Murdoch’s mess: Fox News, lies and defamation – by Deborah Levine

originally published in The Chattanooga Times Free Press. 

I’m transfixed as the Fox News circus unfolds with the $1.6 billion defamation lawsuit by voting machine maker Dominion against ringmaster, Rupert Murdoch, and his son, Lachlan Murdoch. We’re now told that the Murdochs and their carnival acts like Tucker Carlson all knew that claims of a stolen 2020 election were fraudulent. Yet they spread the lies that led to the violence of Jan. 6, with Carlson now perpetuating that date’s bunch-of-tourists theory. And we Americans are stuck with the divisive mess. Maybe if we’d paid more attention to the Murdochs’ history, we’d have halted the Fox circus before it fueled our culture wars.

Rupert Murdoch inherited a newspaper at age 22 and was already a media empire builder in Australia before expanding to the UK where in 1969 where he bought the best-selling newspaper in the world, News of the World. Denying accusations of “laws of the jungle” in the take-over, the questionable ethics of Murdoch and his son and heir-apparent, James, became increasingly visible.  News of the World specialized in sex, drug and crime exposés using insiders and disguised journalists to provide photographic evidence, along with phone hacking. But in 2011, the phone hacking extended to British soldiers killed in the Afghanistan War and the public outrage and loss of sponsors caused Rupert to shut it down, slowing his empire-building efforts.

As the scandal intensified. Rupert testified that he’d been unaware of the hacking. Unimpressed by claims of innocence, a cross-party parliamentary panel concluded that Rupert “is not a fit person to exercise the stewardship of a major international company”. Several of his newspaper’s editors were thrown under the bus jailed, but Rupert had already spread his empire to America where he’s the 31st richest person.
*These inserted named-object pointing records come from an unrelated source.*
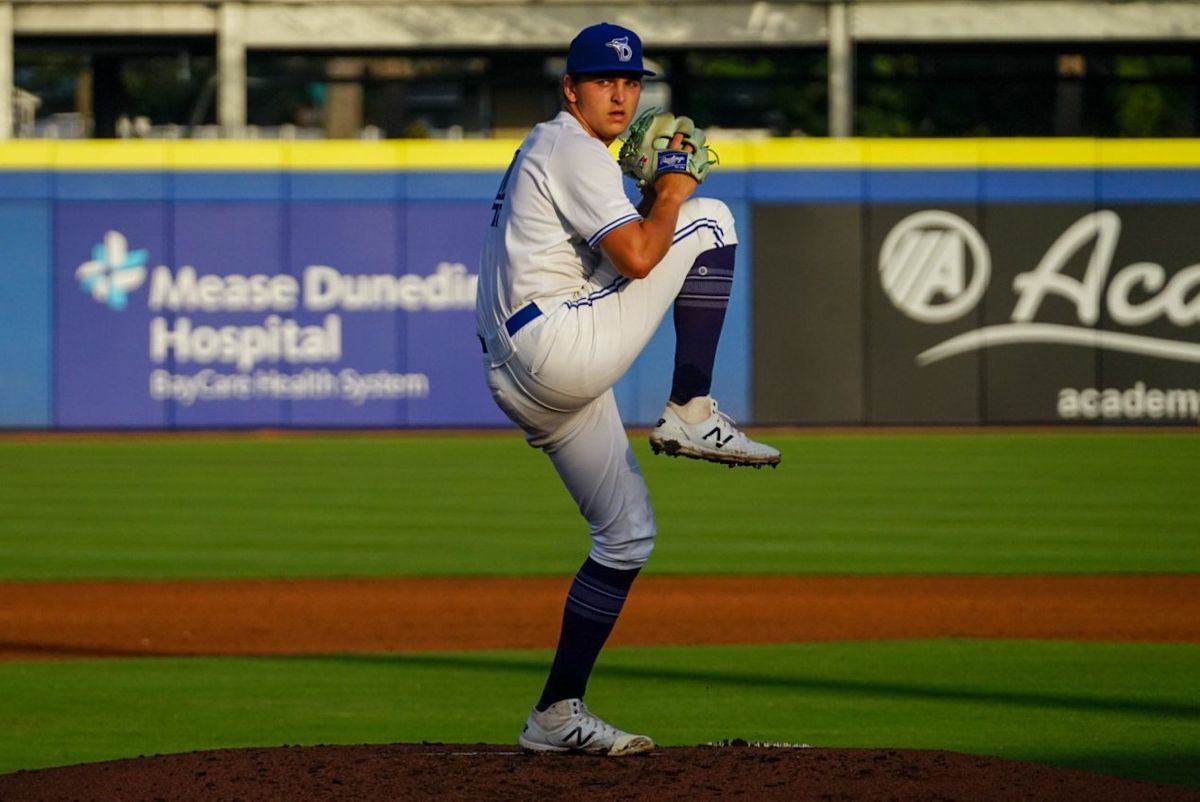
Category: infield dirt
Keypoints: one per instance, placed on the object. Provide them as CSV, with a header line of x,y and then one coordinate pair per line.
x,y
73,620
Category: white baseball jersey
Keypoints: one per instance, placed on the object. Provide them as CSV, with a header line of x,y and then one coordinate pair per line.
x,y
553,377
563,192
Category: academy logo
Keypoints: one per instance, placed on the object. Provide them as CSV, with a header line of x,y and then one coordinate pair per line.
x,y
934,267
624,53
114,271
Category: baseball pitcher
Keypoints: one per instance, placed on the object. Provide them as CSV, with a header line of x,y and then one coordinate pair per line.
x,y
573,282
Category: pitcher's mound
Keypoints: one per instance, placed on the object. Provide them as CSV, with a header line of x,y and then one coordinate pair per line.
x,y
492,772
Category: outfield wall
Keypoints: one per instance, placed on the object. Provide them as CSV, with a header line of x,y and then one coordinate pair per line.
x,y
216,285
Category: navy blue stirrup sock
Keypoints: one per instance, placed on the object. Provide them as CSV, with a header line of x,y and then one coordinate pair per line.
x,y
592,608
699,317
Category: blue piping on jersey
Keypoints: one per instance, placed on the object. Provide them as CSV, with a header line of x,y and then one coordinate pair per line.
x,y
699,225
619,221
604,292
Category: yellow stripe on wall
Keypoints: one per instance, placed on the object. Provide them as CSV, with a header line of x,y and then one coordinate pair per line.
x,y
496,154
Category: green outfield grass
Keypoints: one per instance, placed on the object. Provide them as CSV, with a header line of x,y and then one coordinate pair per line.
x,y
394,506
1123,710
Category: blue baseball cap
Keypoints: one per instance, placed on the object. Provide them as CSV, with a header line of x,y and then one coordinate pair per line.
x,y
605,48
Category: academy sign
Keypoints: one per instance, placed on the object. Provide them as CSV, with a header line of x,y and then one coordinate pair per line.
x,y
935,267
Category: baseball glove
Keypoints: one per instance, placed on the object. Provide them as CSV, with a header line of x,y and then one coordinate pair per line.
x,y
647,153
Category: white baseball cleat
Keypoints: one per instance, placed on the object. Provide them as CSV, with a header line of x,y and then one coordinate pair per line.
x,y
714,437
569,725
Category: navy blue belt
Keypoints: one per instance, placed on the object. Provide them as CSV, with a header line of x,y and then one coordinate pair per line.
x,y
519,321
521,317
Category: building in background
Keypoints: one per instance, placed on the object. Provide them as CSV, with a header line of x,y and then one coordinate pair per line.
x,y
331,69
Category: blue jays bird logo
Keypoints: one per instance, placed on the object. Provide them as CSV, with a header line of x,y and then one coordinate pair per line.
x,y
624,53
675,161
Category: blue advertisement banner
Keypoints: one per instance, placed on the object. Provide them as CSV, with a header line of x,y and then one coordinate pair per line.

Rupert, echoing the UK throw-under-the-bus strategy, now complains that Tucker Carlson, Sean Hannity and Laura Ingraham went too far. 
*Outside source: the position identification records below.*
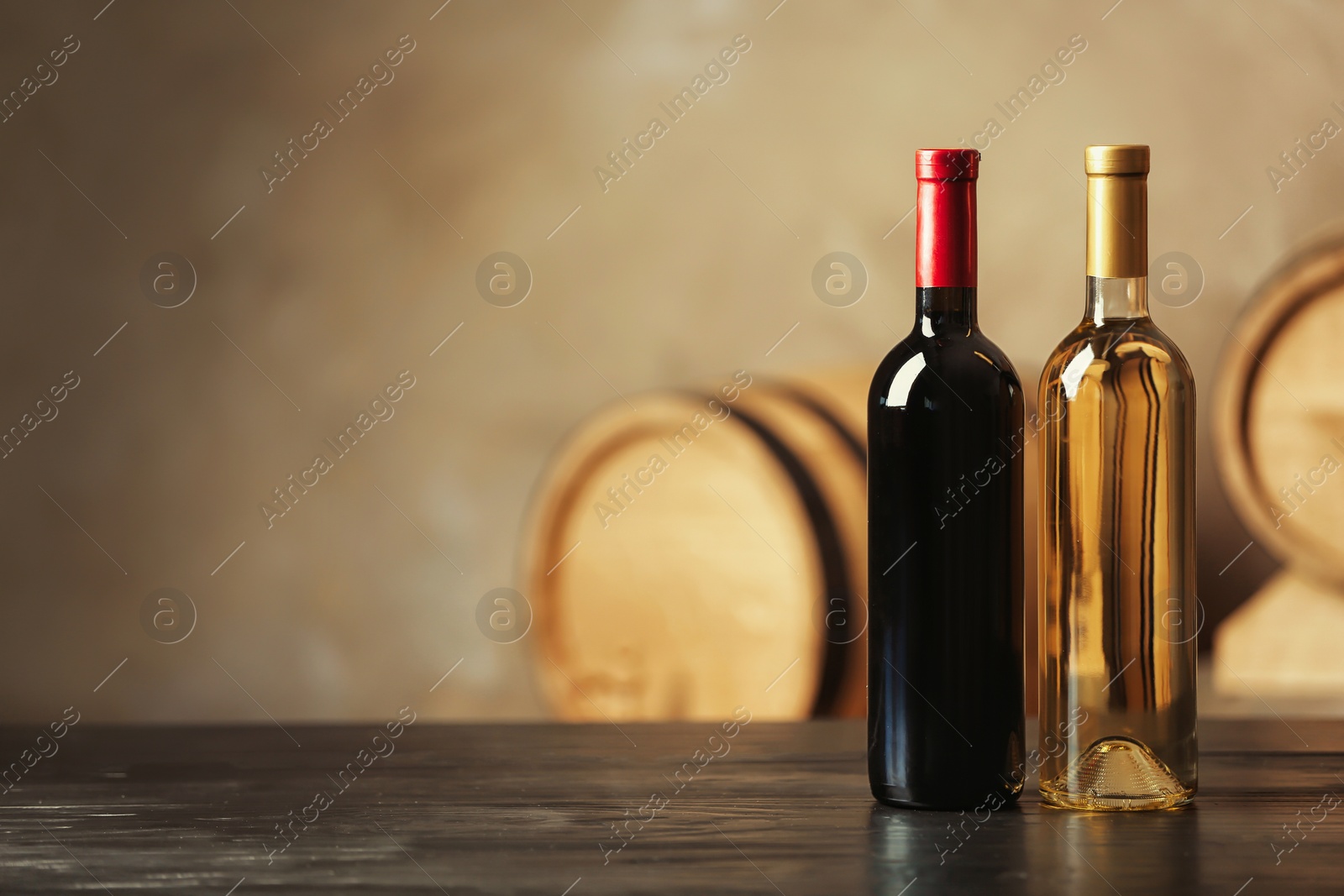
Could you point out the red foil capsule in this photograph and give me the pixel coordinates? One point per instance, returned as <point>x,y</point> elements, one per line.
<point>945,217</point>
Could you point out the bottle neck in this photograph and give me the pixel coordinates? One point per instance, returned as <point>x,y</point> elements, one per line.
<point>945,308</point>
<point>945,233</point>
<point>1116,298</point>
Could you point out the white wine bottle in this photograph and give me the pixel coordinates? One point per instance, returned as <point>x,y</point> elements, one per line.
<point>1117,527</point>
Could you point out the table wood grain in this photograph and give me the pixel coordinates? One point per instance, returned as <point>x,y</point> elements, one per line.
<point>531,808</point>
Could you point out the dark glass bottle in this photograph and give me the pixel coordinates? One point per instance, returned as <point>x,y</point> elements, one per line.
<point>945,553</point>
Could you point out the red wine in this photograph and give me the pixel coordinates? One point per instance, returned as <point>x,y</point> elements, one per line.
<point>945,476</point>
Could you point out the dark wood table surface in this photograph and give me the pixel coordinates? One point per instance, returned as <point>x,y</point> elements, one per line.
<point>530,809</point>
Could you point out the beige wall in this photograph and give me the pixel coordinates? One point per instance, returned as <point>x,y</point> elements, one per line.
<point>343,275</point>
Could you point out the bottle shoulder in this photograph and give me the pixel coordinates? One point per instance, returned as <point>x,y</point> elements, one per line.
<point>1095,349</point>
<point>964,362</point>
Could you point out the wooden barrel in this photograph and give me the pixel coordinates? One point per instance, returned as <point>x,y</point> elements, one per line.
<point>703,553</point>
<point>1278,426</point>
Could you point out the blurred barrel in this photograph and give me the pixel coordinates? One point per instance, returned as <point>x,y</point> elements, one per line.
<point>706,551</point>
<point>1280,412</point>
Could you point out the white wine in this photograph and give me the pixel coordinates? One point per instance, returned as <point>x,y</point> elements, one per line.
<point>1117,528</point>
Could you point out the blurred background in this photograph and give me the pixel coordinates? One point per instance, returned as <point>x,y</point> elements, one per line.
<point>228,285</point>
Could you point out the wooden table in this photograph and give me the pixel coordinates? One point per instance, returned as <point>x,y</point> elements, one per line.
<point>528,809</point>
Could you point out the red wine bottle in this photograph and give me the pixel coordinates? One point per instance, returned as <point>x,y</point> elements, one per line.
<point>945,477</point>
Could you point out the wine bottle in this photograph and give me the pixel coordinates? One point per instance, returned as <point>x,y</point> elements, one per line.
<point>1117,527</point>
<point>945,638</point>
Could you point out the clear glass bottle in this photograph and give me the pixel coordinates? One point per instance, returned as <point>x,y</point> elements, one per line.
<point>1117,528</point>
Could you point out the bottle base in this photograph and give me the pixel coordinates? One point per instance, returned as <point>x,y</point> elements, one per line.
<point>1117,774</point>
<point>900,799</point>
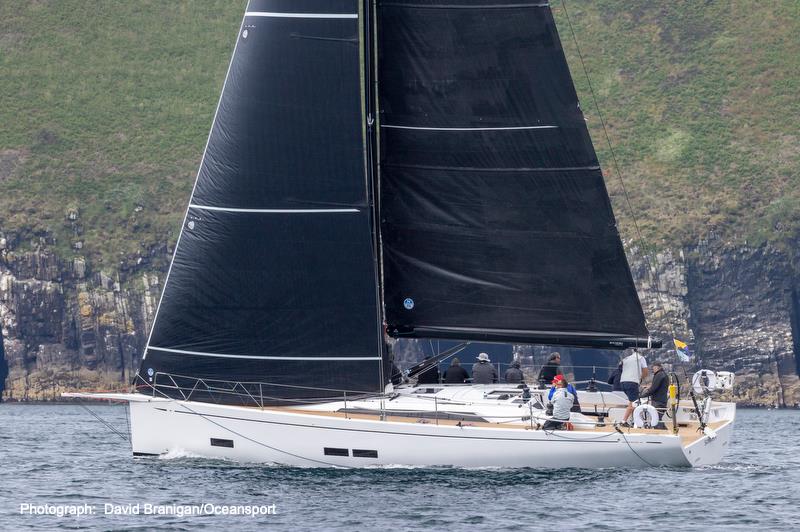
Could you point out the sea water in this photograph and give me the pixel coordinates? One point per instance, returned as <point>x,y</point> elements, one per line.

In the UK, Rupert cried “Foul … Partisanship!” inflaming Parliament’s Liberal/Conservative divisiveness by railing against “some commentary that we, and indeed several members of the committee, consider unjustified and highly partisan”. He’s now doing another “Foul…Partisanship” through Lachlan, who took over the lead from his brother James. Lachlan recently complained that all the “noise” from the Dominion lawsuit is just a “reflection of our divisive politics”. In other words, partisanship, again. 

Removing himself from the Murdoch empire in 2020, James said, “My resignation is due to disagreements over certain editorial content published by the Company’s news outlets and certain other strategic decisions.” Distinguished reporter Chris Wallace also left. “I’m fine with opinion: conservative opinion, liberal opinion. But when people start to question the truth — Who won the 2020 election? Was Jan. 6 an insurrection? — I found that unsustainable.” 

Rupert now admits that he could have stopped Fox News from spreading stolen election lies and claims that Dominion Voting Systems rigged the system against Trump. But he didn’t, so you’d think that Dominion’s lawsuit is a no-brainer. Yet a guilty verdict in the trial scheduled for mid-April is hardly a given. 

Fox News now claims that it was simply reporting on the day’s big news of the day and lies were said without malice. Further, Dominion wants to restrict freedom of the press and freedom of speech. Rupert, who fights according to the “laws of the jungle”, could make this trial a battle-of-the-ages. Both sides want the trial judge to rule in their favor, eliminating a jury trial. Doubtful! And now there’s a possible second defamation suit by Smartmatic, a UK technology company. Gets messier every day… Buckle Up everyone!